– Апология – защита, но разве я нуждаюсь в защите неведомого мне пока что Никольского?
– Как сказать… Поговоришь с ним – поймёшь.
В прихожей нас встретили мать, сестра Никольского и радостный собачий лай. Все трое бросились обнюхивать, обнимать, целовать явившихся в гости. Великанова целовали как старого друга дома и меня заодно. Наталья Васильевна довольно бодрая старуха, тугая на ухо, безгранично гостеприимная, со светящимися радостью глазами, умилённо разглядывая меня, норовила погладить по плечу и пожать руку. Распоряжалась сестра Никольского Шура – хозяйка в доме. Роль эту, судьбою ей назначенную, безмужняя, при годах, когда надежда на личное счастье, если не погасла полностью, то брезжит еле-еле, она вела с охотой, даже порою с воодушевлением. Редко она предавалась унынию, как я заметил. У неё был золотой характер. Только мы вошли, посыпались Шурины молодецкие (именно так!) шутки, разудалые комплименты, отпускаемые старому другу дома Володе Великанову и новобранцу Юрию – на глазах творился зачин добродушного русского кумовства. (Впоследствии Валентин Михайлович стал крёстным отцом моего сына Сергея, так что всё происходившее в прихожей, густо завешанной живописью и графикой, относилось не только к настоящему, но и к будущему.) Великанов, сняв пальто и кепку, приноравливался достать из пачки сигаретку-коротышку, в другой руке наготове держал спички. Хозяин из большой комнаты-гостиной нетерпеливо подал голос:
– Друзья, что вы так долго возитесь? Заждался я. Шура, ты заласкала Юрия Александровича.
Разумеется, загодя Великанов много чего нашептал (любил мой коллега такой способ общения) при сеансе курения, когда они оба, Великанов и Никольский, всласть дымили, Великанов вонючими, крепкими «Новыми», а Никольский ароматным импортным «Кэмелом». Соответственно, в редакционной курилке Великанов просветил меня насчёт Никольского, доложил про его безножие. Охать, умиляться, удивляться при личном знакомстве с Валентином Михайловичем мне не пришлось.

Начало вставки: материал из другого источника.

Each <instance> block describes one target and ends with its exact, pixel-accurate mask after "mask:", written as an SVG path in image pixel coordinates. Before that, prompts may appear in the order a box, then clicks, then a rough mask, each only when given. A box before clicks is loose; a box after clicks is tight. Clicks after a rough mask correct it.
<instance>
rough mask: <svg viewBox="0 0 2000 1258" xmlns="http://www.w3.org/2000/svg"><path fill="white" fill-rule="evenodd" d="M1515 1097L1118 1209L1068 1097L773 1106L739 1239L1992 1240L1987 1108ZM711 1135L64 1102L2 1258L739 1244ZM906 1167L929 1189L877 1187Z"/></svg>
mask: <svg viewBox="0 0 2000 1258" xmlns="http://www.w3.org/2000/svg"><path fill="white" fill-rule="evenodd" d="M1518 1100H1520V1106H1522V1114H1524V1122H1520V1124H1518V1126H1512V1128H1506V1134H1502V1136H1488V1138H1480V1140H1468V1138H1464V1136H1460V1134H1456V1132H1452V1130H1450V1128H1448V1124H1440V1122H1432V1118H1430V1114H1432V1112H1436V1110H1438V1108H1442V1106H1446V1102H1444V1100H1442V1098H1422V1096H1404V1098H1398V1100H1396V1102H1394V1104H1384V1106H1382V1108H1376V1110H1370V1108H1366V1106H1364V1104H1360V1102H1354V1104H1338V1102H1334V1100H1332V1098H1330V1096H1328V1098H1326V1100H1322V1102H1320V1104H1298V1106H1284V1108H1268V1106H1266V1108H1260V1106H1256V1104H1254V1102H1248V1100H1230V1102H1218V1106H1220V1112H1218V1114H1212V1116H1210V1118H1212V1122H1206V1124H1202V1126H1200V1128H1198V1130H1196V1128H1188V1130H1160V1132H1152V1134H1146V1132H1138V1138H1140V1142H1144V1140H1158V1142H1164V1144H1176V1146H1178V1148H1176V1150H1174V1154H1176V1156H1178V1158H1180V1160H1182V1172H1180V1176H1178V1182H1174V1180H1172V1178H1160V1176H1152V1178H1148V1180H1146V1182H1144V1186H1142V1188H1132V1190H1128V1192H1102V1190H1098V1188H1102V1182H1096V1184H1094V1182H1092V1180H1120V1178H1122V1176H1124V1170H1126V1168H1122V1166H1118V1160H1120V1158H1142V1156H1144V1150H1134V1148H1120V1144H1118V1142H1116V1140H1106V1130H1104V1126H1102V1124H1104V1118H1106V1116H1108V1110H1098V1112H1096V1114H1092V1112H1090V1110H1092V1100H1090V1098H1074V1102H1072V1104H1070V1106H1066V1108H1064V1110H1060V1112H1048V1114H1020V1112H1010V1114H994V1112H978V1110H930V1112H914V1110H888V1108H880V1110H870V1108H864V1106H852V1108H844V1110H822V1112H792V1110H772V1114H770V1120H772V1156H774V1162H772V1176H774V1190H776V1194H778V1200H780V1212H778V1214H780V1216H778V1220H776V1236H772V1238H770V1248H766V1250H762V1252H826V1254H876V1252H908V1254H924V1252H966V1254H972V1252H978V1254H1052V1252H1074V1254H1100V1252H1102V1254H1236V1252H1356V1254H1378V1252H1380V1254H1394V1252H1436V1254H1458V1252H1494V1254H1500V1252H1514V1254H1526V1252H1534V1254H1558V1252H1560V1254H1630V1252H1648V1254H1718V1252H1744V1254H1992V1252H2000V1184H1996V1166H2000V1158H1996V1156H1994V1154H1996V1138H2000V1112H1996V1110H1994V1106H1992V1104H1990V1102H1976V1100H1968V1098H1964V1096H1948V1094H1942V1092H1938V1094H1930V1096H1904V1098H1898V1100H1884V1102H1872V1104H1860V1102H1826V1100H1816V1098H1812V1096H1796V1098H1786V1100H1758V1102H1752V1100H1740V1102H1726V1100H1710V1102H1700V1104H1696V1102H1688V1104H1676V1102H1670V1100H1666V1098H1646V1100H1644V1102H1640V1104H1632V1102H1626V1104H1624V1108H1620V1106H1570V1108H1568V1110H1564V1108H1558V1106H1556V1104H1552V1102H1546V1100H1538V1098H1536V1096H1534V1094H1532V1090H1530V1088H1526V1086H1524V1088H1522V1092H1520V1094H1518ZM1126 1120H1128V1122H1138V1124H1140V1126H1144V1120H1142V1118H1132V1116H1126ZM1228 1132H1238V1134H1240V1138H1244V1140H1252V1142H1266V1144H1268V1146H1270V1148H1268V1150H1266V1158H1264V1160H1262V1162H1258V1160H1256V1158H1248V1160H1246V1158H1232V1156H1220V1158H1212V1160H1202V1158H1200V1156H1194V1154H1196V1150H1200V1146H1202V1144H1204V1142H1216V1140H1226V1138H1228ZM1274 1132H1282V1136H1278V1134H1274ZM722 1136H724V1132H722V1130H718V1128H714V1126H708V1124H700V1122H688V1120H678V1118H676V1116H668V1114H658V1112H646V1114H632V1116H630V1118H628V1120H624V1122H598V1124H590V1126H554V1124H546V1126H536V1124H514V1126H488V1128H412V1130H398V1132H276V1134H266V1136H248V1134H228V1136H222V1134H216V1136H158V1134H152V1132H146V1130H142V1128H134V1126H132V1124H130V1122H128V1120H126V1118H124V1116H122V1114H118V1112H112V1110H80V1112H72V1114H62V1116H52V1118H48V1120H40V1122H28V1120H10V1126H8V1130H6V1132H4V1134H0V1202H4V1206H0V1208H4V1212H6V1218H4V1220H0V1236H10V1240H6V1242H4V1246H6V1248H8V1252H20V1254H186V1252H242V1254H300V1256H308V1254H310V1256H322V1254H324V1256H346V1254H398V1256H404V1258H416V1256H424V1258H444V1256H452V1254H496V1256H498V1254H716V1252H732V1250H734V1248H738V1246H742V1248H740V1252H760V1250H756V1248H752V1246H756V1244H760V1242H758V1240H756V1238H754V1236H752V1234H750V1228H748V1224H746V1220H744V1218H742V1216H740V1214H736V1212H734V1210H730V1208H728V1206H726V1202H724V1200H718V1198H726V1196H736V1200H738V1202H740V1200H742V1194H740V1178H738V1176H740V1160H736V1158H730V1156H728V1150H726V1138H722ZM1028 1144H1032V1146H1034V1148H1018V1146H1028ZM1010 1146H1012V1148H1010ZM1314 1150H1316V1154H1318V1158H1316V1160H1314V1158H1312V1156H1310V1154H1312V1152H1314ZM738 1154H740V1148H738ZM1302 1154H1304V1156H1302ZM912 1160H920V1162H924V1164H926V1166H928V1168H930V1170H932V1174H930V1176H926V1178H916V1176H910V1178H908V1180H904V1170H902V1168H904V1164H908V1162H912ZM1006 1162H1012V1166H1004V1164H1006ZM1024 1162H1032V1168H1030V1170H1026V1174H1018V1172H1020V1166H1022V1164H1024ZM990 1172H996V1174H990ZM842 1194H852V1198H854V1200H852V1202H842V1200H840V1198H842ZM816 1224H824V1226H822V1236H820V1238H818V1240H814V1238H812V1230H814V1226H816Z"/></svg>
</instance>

Он сидел в дальнем конце большой комнаты, служившей приёмной и гостиной, у края большого стола. С правого бока к его креслу-трону примыкал столик с радиоприёмником, телефонным аппаратом, магнитофоном, блокнотом для записей и молниеносных зарисовок и некоторых других деталей антуража. Из-за спинки кресла выглядывал гриф гитары. Вся эта характерная для начала шестидесятых аппаратура, весь колоритный вещный мир перестал для меня существовать, как только я обратил взгляд на самого Валентина Михайловича.
Никольский улыбался, весь обратившись ко мне. Лицо его выражало полную, чистосердечную, искреннюю благожелательность. Он таким образом извинялся за то, что нет у него возможности устремиться тебе навстречу – встать, идти к дверям с распростёртыми объятьями. Глядя на его могучие руки и плечи, я представил, какие это были бы роскошные, сильные, мужские объятья. В детстве полиомиелит привёл к поражению ног – лишил мальчика возможности ходить, бегать, скакать, плясать, танцевать, играть в подвижные игры, но не лишил его всех перечисленных желаний и потребностей, и он удовлетворял их с помощью могучего воображения. Бессилие скованных недугом ног компенсировала воля, необыкновенно развитые, на всё способные руки, могучий плечевой пояс, сильный торс. Немного раскрепостишь фантазию и с лёгкостью представляешь его руки крыльями. И чудились мне в нём повадки, гордость орла. Было нечто орлиное, величественно-птичье в его внешности, прежде всего в орлином профиле.
Передние части головы у него решительно выдвинуты вперёд относительно затылка, и от этого лик Никольского обрёл птичьи очертания. Нос с горбинкой, глубоко сидящие весёлые голубые глаза, широкий растянутый рот, настроенный на протяжную улыбку и, вообще, владеющий богатейшей мимикой. Вкусные, даже на вид, губы. Черты лица Валентина Никольского ужасно далеки от правильных округлых, гармонических форм, но при этом они были по-своему, что называется, на загляденье. Живость его лица, подвижность, способность быть одухотворённым приёмником чувств, мыслей, интереса к собеседнику всех, кто оказался в застолье, брали в плен сразу же. Ему не надо было настраиваться на беседу именно с вами, допустим, угрюмым, чем-то крайне расстроенным, эгоистичным в желании лелеять и дальше это для других тягостное, неприятное чувство. Он изжил эгоизм полностью, как ни трудно в это поверить. Инвалид, лишённый возможности передвижения, никогда не думает прежде о себе, а уж затем, о тех, кто рядом, кто обращается к нему с вопросами, предложениями, просьбами.